Comment Re:Star of David used by Neo Nazis... (Score 1) 391

My position is that anyone can have any opinion they want, and that the significance of that opinion to others depends on whatever level of trust the claimer can command. This puts some people in a de facto privileged position. This can be rational (e.g. privileging an oncologist's opinions on cancer over a layman's) and in other cases not (privileging a fellow mom's opinions about vaccines over an immunologist or toxicologist).

So my point is that you CAN make any of the claims you suggested, but your authority won't carry much weight because you're just a random bloke on the Internet. You would have to make a convincing argument. However even then there are lots of very credible-sounding arguments out there that don't sound credible to someone who has actual knowledge.
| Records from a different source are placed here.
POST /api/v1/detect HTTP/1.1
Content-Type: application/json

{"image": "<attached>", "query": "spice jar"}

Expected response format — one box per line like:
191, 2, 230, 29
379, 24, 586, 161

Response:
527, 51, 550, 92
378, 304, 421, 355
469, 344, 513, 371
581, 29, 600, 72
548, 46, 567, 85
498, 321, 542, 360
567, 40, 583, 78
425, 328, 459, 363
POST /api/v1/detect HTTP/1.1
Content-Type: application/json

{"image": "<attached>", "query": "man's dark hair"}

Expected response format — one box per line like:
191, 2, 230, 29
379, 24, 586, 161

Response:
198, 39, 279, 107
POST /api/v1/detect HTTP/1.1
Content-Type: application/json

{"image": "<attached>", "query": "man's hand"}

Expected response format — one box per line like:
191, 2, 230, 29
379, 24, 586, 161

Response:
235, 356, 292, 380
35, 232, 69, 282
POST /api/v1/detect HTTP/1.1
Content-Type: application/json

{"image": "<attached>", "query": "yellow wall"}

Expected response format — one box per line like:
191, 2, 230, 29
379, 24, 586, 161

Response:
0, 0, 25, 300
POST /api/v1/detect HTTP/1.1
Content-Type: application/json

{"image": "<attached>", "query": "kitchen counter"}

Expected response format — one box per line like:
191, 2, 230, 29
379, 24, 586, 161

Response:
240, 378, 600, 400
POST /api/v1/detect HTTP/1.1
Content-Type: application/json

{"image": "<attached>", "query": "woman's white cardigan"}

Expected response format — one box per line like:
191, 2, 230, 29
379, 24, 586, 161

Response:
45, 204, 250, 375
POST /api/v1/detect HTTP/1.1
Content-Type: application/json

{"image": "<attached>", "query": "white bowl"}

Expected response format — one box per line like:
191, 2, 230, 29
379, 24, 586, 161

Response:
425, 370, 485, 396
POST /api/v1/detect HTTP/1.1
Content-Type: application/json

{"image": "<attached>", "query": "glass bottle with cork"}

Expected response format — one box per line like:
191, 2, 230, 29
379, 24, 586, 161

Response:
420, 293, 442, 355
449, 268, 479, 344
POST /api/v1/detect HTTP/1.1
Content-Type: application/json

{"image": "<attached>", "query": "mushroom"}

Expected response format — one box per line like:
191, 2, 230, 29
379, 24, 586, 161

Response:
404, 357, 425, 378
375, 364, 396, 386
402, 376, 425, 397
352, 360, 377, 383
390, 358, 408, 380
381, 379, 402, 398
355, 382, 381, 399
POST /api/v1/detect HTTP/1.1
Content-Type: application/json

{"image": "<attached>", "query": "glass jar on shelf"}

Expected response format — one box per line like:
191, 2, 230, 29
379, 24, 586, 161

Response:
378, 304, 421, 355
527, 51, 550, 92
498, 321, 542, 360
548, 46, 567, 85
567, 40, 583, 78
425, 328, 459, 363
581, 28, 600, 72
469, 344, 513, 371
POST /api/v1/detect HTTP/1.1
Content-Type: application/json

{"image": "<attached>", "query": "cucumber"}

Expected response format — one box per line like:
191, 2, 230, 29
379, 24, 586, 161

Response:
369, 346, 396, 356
The bottom line is knowing the truth of any claim is quite difficult, particularly when it involves jargon. In general the judgment of someone who has spent some time studying an issue is more be trusted than what "stands to reason" in your own judgment. Even so, an expert should still be able to give a coherent defense of his positions.

So in the case of this frog meme, I have no particular reason to doubt ADL; however if it were important to me I would look at the evidence ADL puts forward in justification of their position. I do not necessarily agree with ADL on everything (e.g. on Muslims displaying tokens bearing the Shahada), but they have more than any other group tracked violent extremist groups and their affiliates and therefore are in at least a position to compare and contrast the symbols used. If, however, it were an organization like Kahane Chai, I would feel no particular reason to look into their reasoning because they're a racist group. Life is simply to short to treat a source that is consistently nonsense as if it might be credible.

Comment Re:Star of David used by Neo Nazis... (Score 1) 391

Well, actually technically speaking you're the one begging the question: you haven't established that either you or I enjoy some kind of privileged position in which we get to condemn other people for condemning language they don't like.

So by all means condemn them for calling things "hate speech", it's your right; but it's also their right.